I have been on the periphary of pinhole photography for sometime but, now that I am finally able to develop my own B&W I'm going for it.  I took an old folder (6x6 Wirgin) and removed the bellows/lens assembly to make a 35mm perspective control lens and I was trying to come up with another fate for the folder body than the trash receptical.  Then it dawned on me.  Medium format pinhole.  I reassembled the innards (roll film brackets, film tensioners) and then set about to building the front of the camera.  I cut cardboard from the back of a Steno pad about 10mm larger than the old lens window and cut a hole in the center of that and then covered it with black electrical tape.  I then cut a 5cm square piece of aluminum foil, rubbed it flat and taped it to the inside of the pinhole board.  Then I mounted that to the front of the body and marked the center on the inside.  Took a regular sewing needle and applied very light pressure while rolling it slightly in my fingers until the needle tip just pierced the foil.  Then I cut out another square of cardboard, smaller this time and covered it, taped a hinge onto it and mounted it over the pinhole.  I also fix a couple loops of thread so that I could more easily open the cover.  Put a piece of tape over the tripod hole inside the camera body, loaded film, tied the lid closed with a thin black shoe string and christened it the Walra-Lux 2008.
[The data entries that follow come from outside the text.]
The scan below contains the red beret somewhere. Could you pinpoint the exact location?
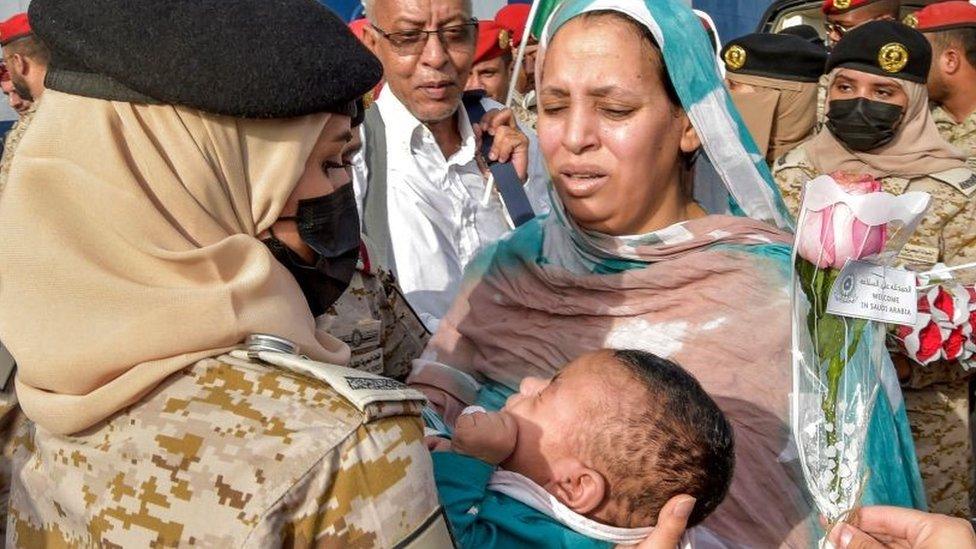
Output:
[474,21,512,63]
[905,0,976,32]
[495,4,532,48]
[820,0,878,15]
[349,17,369,41]
[0,13,33,46]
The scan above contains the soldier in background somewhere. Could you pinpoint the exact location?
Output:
[0,13,43,193]
[905,0,976,168]
[905,1,976,513]
[0,0,451,547]
[722,33,827,164]
[773,21,976,517]
[495,4,539,131]
[821,0,901,47]
[464,21,512,104]
[0,13,51,105]
[312,101,430,380]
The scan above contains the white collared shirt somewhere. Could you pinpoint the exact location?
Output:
[353,88,547,332]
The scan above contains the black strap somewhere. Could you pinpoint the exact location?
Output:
[363,104,396,274]
[462,91,535,227]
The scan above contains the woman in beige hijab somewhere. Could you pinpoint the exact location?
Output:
[773,21,976,517]
[722,33,827,164]
[0,0,454,547]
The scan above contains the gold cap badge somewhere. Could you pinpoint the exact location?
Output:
[498,29,512,50]
[725,46,747,71]
[878,42,908,74]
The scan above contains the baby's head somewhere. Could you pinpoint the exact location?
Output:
[502,351,735,528]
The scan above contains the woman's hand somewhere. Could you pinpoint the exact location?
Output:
[618,495,695,549]
[473,109,529,183]
[451,412,518,465]
[829,506,976,549]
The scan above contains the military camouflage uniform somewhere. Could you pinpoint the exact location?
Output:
[0,102,37,193]
[317,237,430,380]
[7,351,451,548]
[773,145,976,517]
[932,106,976,514]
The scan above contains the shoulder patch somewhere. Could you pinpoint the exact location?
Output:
[230,350,427,421]
[931,168,976,196]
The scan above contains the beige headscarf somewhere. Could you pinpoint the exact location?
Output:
[804,67,966,178]
[727,72,817,164]
[0,90,349,433]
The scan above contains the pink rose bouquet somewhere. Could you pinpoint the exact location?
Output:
[796,173,888,269]
[791,173,929,522]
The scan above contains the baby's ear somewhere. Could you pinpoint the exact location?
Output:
[552,459,607,515]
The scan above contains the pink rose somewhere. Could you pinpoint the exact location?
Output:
[796,173,888,269]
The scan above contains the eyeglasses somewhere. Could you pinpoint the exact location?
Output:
[824,21,856,38]
[370,19,478,55]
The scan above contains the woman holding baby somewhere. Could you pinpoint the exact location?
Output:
[410,0,919,547]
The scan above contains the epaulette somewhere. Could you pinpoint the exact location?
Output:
[230,350,427,423]
[930,168,976,196]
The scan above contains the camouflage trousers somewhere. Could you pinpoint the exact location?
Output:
[7,356,440,547]
[904,382,974,518]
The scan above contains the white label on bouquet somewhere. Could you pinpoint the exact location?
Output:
[827,261,918,326]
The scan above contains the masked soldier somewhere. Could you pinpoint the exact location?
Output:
[773,21,976,516]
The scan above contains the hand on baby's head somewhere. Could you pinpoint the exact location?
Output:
[451,404,518,465]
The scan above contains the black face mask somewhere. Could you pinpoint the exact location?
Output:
[264,184,360,316]
[827,97,905,152]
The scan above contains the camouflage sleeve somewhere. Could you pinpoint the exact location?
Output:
[246,416,453,548]
[773,161,813,219]
[932,186,976,276]
[902,360,973,389]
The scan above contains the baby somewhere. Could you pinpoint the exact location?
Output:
[428,350,735,548]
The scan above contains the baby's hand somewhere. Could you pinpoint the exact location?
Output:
[452,406,518,465]
[424,436,451,452]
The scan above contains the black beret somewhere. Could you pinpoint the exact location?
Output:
[722,33,827,82]
[30,0,383,118]
[827,21,932,84]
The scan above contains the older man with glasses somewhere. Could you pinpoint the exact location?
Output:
[353,0,545,331]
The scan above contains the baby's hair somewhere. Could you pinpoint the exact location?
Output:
[587,350,735,527]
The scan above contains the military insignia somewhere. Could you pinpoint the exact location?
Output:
[878,42,908,74]
[498,29,512,50]
[725,46,747,71]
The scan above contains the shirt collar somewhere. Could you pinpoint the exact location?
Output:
[376,85,475,165]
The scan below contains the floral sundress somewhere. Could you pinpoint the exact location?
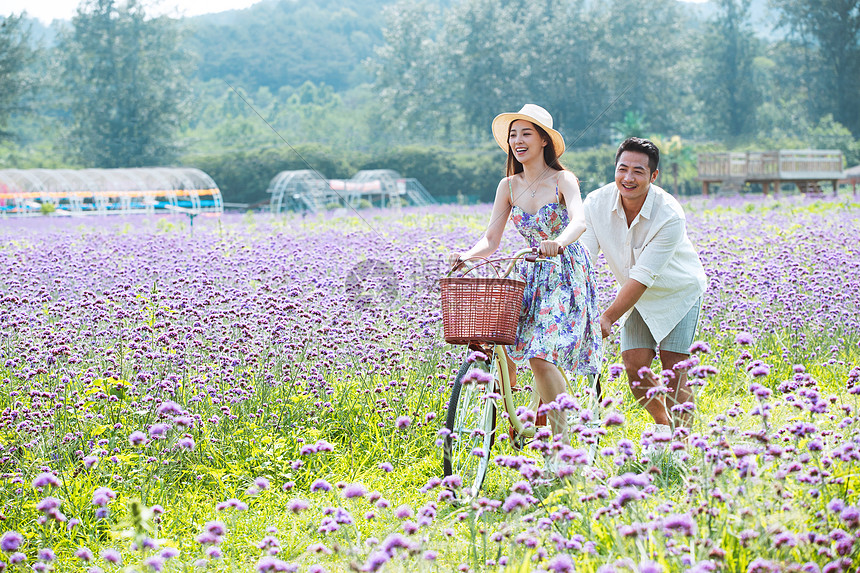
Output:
[507,179,601,376]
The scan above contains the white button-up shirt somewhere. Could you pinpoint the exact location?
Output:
[579,182,708,342]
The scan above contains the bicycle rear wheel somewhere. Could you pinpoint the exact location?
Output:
[442,357,496,497]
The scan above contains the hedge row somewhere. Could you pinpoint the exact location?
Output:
[183,144,695,204]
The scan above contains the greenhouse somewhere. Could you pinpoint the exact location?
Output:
[266,169,436,213]
[0,167,223,217]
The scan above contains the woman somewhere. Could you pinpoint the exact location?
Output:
[448,104,601,452]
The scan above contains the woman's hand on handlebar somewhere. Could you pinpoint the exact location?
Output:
[538,241,564,257]
[445,253,463,269]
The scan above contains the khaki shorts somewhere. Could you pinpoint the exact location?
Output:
[621,298,702,354]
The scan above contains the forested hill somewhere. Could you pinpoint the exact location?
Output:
[188,0,464,92]
[183,0,772,92]
[189,0,391,92]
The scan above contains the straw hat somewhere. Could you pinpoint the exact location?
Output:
[493,103,564,157]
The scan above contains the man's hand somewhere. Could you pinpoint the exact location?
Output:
[600,313,613,338]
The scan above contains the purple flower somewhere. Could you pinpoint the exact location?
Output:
[502,492,531,513]
[149,424,170,440]
[287,499,310,513]
[394,505,415,519]
[546,553,576,573]
[735,332,754,346]
[663,513,696,537]
[158,547,179,559]
[93,487,116,507]
[311,478,331,493]
[36,496,63,513]
[0,531,24,553]
[155,400,182,416]
[314,440,334,452]
[361,550,391,571]
[33,472,60,487]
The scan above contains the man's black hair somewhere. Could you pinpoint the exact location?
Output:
[615,137,660,173]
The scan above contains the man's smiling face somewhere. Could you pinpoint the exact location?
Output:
[615,151,660,202]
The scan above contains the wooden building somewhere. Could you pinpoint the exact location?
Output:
[697,149,843,195]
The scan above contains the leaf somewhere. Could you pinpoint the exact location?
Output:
[90,424,108,438]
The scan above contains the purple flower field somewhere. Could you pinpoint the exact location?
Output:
[0,199,860,573]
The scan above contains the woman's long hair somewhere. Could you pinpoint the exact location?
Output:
[505,120,565,177]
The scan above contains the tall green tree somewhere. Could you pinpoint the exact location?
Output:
[591,0,695,143]
[370,0,460,140]
[0,15,35,141]
[59,0,188,167]
[771,0,860,137]
[699,0,761,137]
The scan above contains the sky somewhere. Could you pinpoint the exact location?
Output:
[5,0,706,24]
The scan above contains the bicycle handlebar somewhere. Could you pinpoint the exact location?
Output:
[448,247,564,278]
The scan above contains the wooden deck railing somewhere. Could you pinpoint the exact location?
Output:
[698,149,842,181]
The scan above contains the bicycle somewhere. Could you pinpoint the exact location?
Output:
[440,248,601,497]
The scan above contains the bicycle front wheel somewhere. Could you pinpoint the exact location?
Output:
[442,357,496,497]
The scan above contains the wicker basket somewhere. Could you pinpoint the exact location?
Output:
[439,277,526,344]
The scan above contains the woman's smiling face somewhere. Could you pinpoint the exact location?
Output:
[508,119,547,163]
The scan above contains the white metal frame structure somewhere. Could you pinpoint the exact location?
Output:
[0,167,224,217]
[266,169,436,213]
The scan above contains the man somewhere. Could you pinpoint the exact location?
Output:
[580,137,707,433]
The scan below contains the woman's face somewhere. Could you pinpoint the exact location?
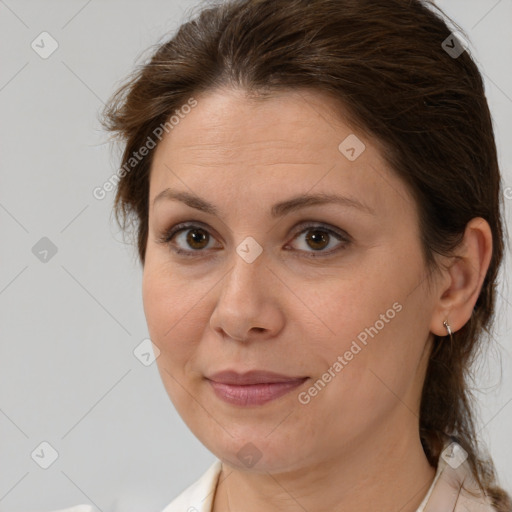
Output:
[143,90,434,471]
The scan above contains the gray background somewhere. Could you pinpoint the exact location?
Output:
[0,0,512,512]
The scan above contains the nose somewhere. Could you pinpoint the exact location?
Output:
[210,245,285,342]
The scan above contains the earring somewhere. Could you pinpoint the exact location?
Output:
[443,320,452,336]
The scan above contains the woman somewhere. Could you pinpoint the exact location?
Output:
[69,0,512,512]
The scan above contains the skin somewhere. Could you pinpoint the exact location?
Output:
[143,89,492,512]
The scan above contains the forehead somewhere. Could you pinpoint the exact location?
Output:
[150,90,416,218]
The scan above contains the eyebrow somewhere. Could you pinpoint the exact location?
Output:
[153,188,375,218]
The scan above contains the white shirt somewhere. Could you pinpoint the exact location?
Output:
[54,443,496,512]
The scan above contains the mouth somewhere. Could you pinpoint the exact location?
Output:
[206,370,309,406]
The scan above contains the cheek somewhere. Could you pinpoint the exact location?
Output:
[142,267,200,366]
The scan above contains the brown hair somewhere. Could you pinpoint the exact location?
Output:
[103,0,512,512]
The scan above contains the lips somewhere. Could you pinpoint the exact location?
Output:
[207,370,307,386]
[207,370,308,406]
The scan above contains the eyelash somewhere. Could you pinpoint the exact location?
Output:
[157,222,352,258]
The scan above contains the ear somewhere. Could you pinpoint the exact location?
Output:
[430,217,492,336]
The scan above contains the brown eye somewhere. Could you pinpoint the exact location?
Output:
[306,229,330,250]
[186,228,210,250]
[290,224,351,258]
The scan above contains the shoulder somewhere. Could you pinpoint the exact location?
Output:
[161,459,222,512]
[52,505,98,512]
[421,443,496,512]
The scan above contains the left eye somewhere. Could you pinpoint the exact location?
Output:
[286,225,349,257]
[158,224,350,258]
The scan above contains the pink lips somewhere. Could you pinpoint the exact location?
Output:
[207,370,308,405]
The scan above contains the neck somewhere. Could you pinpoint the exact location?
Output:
[212,430,435,512]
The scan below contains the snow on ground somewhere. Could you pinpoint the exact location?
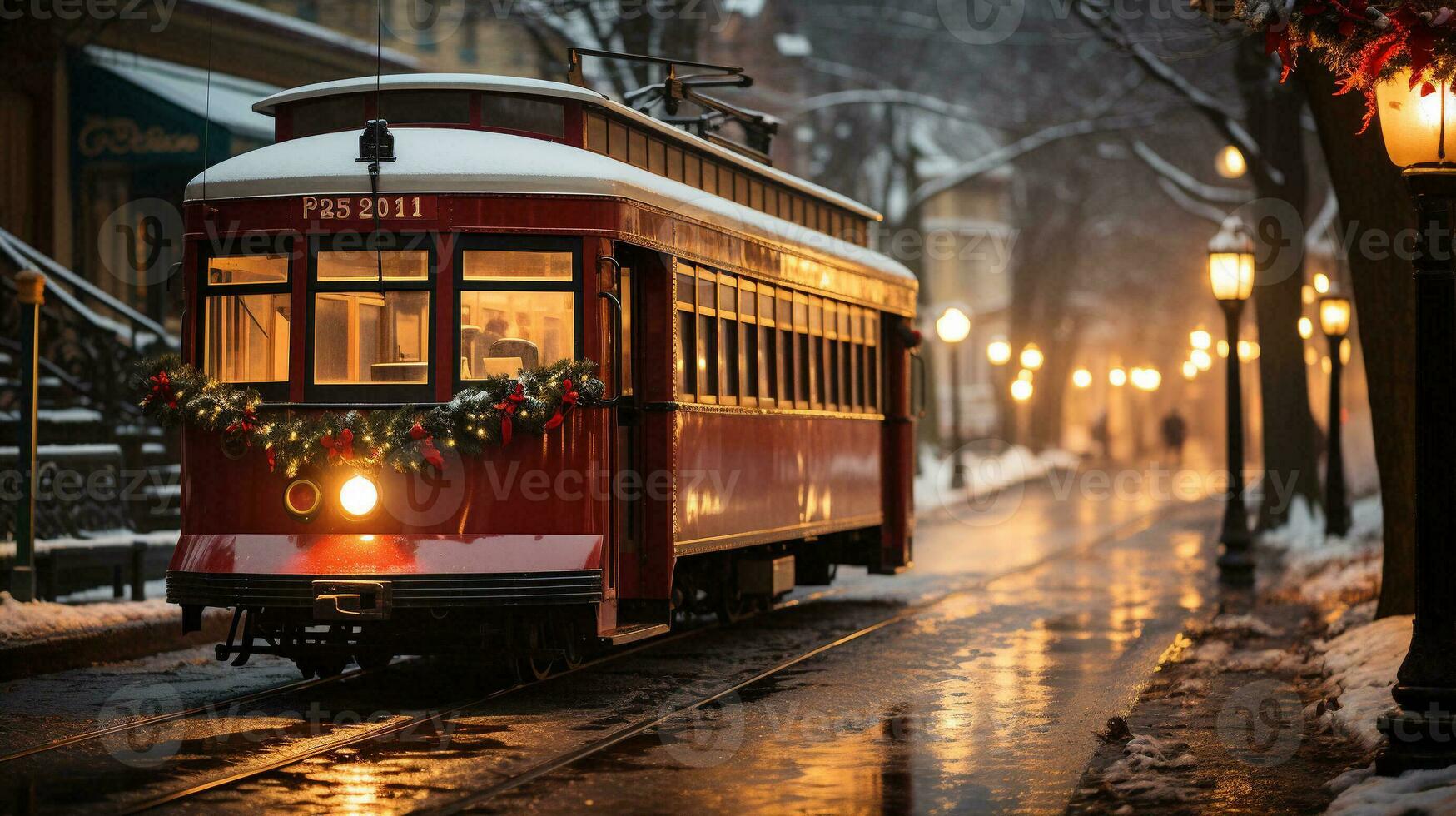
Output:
[0,592,179,649]
[1102,734,1195,802]
[1260,495,1384,612]
[1314,615,1411,749]
[1325,767,1456,816]
[914,445,1081,510]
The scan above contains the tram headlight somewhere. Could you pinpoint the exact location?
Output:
[340,474,379,519]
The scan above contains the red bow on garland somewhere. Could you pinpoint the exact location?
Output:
[546,377,581,430]
[227,408,258,446]
[495,381,525,446]
[409,423,445,472]
[142,371,177,408]
[319,429,354,462]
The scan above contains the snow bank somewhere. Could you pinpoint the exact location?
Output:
[1260,495,1384,612]
[1102,734,1195,802]
[1326,767,1456,816]
[1314,615,1413,749]
[914,445,1079,510]
[0,592,181,649]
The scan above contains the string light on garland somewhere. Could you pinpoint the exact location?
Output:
[136,356,604,478]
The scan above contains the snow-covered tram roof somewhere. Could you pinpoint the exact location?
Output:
[186,127,917,287]
[253,73,884,221]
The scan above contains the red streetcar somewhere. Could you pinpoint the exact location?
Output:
[162,60,917,674]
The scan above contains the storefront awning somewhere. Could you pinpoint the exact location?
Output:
[72,45,278,162]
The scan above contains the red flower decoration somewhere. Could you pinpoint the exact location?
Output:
[495,381,525,446]
[319,429,354,462]
[546,377,581,430]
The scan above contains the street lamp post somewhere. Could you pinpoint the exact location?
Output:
[1369,72,1456,774]
[1209,217,1254,586]
[935,306,971,488]
[1319,295,1349,536]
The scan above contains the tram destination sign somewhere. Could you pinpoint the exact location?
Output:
[300,196,435,221]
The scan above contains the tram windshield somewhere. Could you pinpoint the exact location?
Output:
[201,235,579,400]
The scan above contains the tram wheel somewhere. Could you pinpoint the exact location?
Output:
[515,619,556,682]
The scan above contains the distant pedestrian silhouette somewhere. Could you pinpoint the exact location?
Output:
[1163,408,1188,465]
[1092,411,1112,459]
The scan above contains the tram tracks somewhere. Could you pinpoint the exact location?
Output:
[107,505,1192,814]
[412,505,1190,816]
[0,660,395,765]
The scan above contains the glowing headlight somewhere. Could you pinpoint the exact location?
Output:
[340,475,379,519]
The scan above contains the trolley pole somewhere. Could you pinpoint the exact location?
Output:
[10,270,45,600]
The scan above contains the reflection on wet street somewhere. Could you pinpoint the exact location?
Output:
[6,474,1219,814]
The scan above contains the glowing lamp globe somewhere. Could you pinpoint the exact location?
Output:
[1319,295,1349,336]
[1374,70,1456,167]
[1011,381,1032,402]
[1209,217,1254,303]
[1021,342,1047,371]
[935,306,971,342]
[986,338,1011,366]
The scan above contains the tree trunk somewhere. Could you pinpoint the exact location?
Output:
[1299,67,1415,618]
[1229,37,1320,529]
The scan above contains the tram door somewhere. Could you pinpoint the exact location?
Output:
[613,243,645,597]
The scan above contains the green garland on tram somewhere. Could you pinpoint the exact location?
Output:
[136,354,606,478]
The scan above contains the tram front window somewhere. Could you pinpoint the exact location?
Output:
[460,249,577,381]
[202,293,290,383]
[313,291,430,385]
[313,243,430,385]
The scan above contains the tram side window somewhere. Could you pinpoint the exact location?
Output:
[677,266,698,400]
[202,254,293,383]
[379,91,470,126]
[480,93,566,138]
[291,93,367,138]
[460,249,577,381]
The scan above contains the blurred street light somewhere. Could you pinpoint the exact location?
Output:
[935,306,971,346]
[1209,217,1254,585]
[1213,144,1250,178]
[986,338,1011,366]
[1021,342,1047,371]
[935,306,971,488]
[1369,68,1456,775]
[1319,295,1349,536]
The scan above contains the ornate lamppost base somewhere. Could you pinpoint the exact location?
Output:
[1374,704,1456,777]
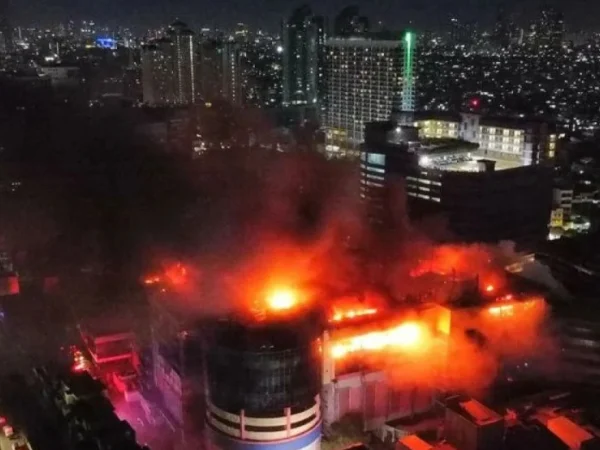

Now I have made a couple of exposures.  But I need to test this camera a little bit.  I have TMX-120 loaded and the aperture is around _f_/256 (needle tip miked at about .2mm and the focal length is about 27mm).  This would require any meter reading calling for an exposure at EV16 about one second exposure.  Which means EV 10 would need a little over a minute mathematically.  How would I figure reciprocity adjustments?  Since Kodak publishes an additional 5 seconds if a meter reading requires ten seconds, I'm figuring that you should add about four seconds to a reading that would call for an 8 second exposure.  And since that same publication says to adjust a 100 second required exposure by doubling it so probably about the same for a two minute exposure, expose for four minutes.  But waht about in between?  Do I do what Kodak did and just bracket it until I get the matching exposure and publish it or has anyone here already done pinhole and reciprocity with TMX and can shed some light on the subject (no pun intended)?  Any comments would be greatly appreciated.


----------



## compur (Mar 20, 2008)

I think you're gonna have to do some trial and error but I would start by
doubling your mathematically figured exposure time.


----------



## windrivermaiden (Mar 21, 2008)

somewhere in this forum I swear that there was a link to a page that explained all this in great detail. 

How I would do it...trial and error. most of the fun of pinhole is to see whatcha get.


----------



## JamesD (Mar 30, 2008)

Generally, I make a few test exposures under the conditions I'm planning to shoot, recording the meter readings from my 35mm camera.  Then, selecting the best exposures, I make a chart based on the meter readings.  Then, I work from that, metering with my camera if I'm not sure about the lighting conditions.  I also always work out a sunny/16 exposure and label the camera or pinhole mounting.


----------



## christopher walrath (Mar 31, 2008)

I came up with these general numbers. As f/256 at one second is EV16, here is what I have.

EV - recommended time - adjusted for reciprocity
EV16 - 1 sec - 1 sec
EV15 - 2 sec - 2.5 sec
EV14 - 4 sec - 5.5 sec
EV13 - 8 sec - 12 sec
EV12 - 15 sec - 25 sec
EV11 - 30 sec - 50 sec
EV10 - 60 sec - 110 sec
EV9 - 120 sec - 240 sec
EV8 - 240 sec - 510 sec

This fits Kodak's recommendations for TMX in their literature which states 'expose TMX for 15 seconds when exposure calls for 10 and expose for 200 seconds when exposure calls for 100'.  Works so far.


----------